Ultimately the goal is to render green products “made from totally renewable materials by engineered organisms that are purified with environmentally clean methods—potentially using just energy, water, and alcohol,” Dr. Jarrell says.
As all these synthetic biology companies note, commercial deployment is, in fact, either already well near commercialization or actually under way. Amyris has applied its synthetic biology platform to create microbial strains that produce artemisinic acid, a precursor of the antimalarial compound artemisinin.
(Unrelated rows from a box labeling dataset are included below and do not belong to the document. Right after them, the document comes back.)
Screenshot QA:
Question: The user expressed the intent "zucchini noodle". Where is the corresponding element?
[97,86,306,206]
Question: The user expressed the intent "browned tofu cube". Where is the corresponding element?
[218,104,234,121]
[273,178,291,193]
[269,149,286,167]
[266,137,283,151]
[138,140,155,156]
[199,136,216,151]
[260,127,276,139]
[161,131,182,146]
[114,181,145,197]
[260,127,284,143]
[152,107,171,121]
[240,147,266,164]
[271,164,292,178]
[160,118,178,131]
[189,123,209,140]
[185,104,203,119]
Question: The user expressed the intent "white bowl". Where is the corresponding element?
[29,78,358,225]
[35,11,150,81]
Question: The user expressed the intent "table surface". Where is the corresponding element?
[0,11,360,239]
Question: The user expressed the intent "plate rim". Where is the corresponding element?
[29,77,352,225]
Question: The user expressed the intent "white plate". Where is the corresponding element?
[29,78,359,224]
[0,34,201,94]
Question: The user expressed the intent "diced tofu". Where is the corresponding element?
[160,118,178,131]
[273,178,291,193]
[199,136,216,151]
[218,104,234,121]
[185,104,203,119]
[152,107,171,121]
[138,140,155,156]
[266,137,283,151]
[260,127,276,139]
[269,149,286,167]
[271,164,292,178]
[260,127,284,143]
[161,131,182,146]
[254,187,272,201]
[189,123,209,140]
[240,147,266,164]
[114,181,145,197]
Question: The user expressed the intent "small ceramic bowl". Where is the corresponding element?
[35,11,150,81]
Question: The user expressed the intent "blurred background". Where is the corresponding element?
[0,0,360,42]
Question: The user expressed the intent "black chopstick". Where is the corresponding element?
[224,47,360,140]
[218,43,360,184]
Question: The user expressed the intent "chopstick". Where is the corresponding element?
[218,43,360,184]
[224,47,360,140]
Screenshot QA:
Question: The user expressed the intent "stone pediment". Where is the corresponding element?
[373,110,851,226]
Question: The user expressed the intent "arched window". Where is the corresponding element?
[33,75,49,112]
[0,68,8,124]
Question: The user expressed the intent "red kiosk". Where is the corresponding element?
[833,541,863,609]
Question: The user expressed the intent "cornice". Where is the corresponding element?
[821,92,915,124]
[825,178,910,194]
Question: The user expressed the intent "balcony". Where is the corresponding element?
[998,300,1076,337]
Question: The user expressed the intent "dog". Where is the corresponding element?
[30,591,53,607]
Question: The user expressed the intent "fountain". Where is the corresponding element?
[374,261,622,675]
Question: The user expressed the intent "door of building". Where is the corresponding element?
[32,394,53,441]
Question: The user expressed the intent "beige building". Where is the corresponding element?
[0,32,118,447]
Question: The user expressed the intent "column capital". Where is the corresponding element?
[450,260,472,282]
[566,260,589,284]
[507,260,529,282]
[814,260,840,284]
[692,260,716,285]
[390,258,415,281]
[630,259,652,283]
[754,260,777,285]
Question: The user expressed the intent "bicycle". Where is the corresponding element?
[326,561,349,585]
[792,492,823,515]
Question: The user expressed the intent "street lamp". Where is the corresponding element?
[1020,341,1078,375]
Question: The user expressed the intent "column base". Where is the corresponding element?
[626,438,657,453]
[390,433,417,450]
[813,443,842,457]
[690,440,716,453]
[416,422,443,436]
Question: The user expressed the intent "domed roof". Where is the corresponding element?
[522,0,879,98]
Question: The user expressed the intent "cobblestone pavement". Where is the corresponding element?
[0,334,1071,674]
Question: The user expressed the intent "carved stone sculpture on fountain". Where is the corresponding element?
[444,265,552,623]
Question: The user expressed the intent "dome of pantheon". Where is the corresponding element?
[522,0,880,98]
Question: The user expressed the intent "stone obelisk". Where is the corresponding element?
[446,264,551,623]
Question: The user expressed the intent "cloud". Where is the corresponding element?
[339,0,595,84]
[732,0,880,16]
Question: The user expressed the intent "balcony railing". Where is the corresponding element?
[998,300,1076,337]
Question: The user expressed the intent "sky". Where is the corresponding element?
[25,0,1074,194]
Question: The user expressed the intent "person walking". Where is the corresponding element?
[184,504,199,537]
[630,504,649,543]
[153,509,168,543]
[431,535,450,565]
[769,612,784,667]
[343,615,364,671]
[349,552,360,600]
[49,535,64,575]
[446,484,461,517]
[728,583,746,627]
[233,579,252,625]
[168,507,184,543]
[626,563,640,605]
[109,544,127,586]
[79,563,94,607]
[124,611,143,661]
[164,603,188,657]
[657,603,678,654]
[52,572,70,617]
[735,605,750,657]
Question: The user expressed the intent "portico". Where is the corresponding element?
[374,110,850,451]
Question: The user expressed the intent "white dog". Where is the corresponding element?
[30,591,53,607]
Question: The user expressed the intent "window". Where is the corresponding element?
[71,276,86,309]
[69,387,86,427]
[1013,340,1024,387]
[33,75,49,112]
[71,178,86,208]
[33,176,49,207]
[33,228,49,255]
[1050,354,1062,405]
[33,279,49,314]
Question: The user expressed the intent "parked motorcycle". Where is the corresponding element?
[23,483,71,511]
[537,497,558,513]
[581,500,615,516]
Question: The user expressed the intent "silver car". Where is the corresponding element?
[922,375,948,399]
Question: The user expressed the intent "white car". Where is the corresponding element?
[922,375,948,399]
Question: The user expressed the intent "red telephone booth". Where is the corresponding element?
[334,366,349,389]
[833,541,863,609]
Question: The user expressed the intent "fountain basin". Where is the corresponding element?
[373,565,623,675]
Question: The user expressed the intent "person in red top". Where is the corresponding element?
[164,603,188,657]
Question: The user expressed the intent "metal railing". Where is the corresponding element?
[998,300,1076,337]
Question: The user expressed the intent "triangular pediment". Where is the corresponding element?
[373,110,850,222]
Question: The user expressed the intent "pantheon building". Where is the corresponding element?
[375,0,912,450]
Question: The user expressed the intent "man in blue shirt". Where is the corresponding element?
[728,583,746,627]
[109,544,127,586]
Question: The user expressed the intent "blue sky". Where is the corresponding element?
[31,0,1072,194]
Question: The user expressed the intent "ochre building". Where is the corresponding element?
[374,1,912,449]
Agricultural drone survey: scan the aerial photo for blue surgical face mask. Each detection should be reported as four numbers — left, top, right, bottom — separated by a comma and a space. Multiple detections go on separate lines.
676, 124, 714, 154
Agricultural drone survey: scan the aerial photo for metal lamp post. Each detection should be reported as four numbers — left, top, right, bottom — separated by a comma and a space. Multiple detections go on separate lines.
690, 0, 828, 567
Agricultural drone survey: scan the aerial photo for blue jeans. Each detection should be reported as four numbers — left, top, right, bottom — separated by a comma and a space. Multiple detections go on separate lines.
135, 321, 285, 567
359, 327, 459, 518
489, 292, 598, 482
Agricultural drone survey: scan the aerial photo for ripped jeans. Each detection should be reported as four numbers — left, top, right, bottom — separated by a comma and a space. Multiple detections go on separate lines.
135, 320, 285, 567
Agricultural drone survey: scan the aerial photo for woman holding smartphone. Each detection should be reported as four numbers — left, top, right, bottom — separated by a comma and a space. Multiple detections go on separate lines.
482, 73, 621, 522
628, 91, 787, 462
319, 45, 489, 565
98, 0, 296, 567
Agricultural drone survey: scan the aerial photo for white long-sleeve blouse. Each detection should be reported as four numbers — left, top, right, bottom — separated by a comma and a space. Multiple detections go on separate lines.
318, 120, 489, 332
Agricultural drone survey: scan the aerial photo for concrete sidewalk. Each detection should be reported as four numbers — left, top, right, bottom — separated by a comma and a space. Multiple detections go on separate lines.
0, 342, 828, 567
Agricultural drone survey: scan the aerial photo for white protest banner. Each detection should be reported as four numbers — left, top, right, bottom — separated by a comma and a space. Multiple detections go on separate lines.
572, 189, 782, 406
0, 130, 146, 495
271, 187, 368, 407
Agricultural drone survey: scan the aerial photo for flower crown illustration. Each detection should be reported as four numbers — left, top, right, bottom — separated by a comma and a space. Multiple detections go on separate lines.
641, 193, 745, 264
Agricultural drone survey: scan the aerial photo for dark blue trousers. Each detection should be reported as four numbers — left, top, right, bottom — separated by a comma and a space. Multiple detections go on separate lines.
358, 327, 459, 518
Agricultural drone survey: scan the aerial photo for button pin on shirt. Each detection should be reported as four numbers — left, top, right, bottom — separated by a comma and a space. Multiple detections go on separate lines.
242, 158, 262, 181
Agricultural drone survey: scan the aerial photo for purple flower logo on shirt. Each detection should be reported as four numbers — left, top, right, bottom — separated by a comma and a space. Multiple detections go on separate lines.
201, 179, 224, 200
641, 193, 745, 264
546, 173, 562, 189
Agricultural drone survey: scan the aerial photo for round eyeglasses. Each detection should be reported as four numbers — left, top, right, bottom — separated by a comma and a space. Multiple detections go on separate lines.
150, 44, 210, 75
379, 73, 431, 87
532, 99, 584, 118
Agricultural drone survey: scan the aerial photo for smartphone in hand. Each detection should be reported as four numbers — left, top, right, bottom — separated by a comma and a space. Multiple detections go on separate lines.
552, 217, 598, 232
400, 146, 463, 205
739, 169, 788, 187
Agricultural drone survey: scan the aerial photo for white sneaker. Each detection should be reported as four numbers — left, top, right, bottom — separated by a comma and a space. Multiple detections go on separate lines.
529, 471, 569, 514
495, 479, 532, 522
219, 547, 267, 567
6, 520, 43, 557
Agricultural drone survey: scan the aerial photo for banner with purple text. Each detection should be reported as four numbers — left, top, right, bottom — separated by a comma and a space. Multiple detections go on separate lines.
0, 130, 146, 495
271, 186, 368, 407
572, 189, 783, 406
The company bestowed a royalty-free license to the technology to Sanofi-Aventis which intends to distribute artemisinin-based antimalarials by 2012.
Just the Facts
1 Synthetic biology products based on engineered pathways have in fact long been in commercial use (e.g., enzymes for detergents).
2 Synthetic biology employing wholly de novo constructed organisms has been demonstrated in proof of concept but is still several years from commercial scale.
3 The field is defined by digital design of species-agnostic phenotypic functions, high-throughput identification of function (to design specifications), and large-scale production and purification of end products (cells or cellular components).
4 In practice, synthetic biology is largely focused on “reading” DNA and on small-scale demonstration projects. The establishment of truly high-throughput DNA “writers” (DNA printing machines) should markedly accelerate commercial possibilities.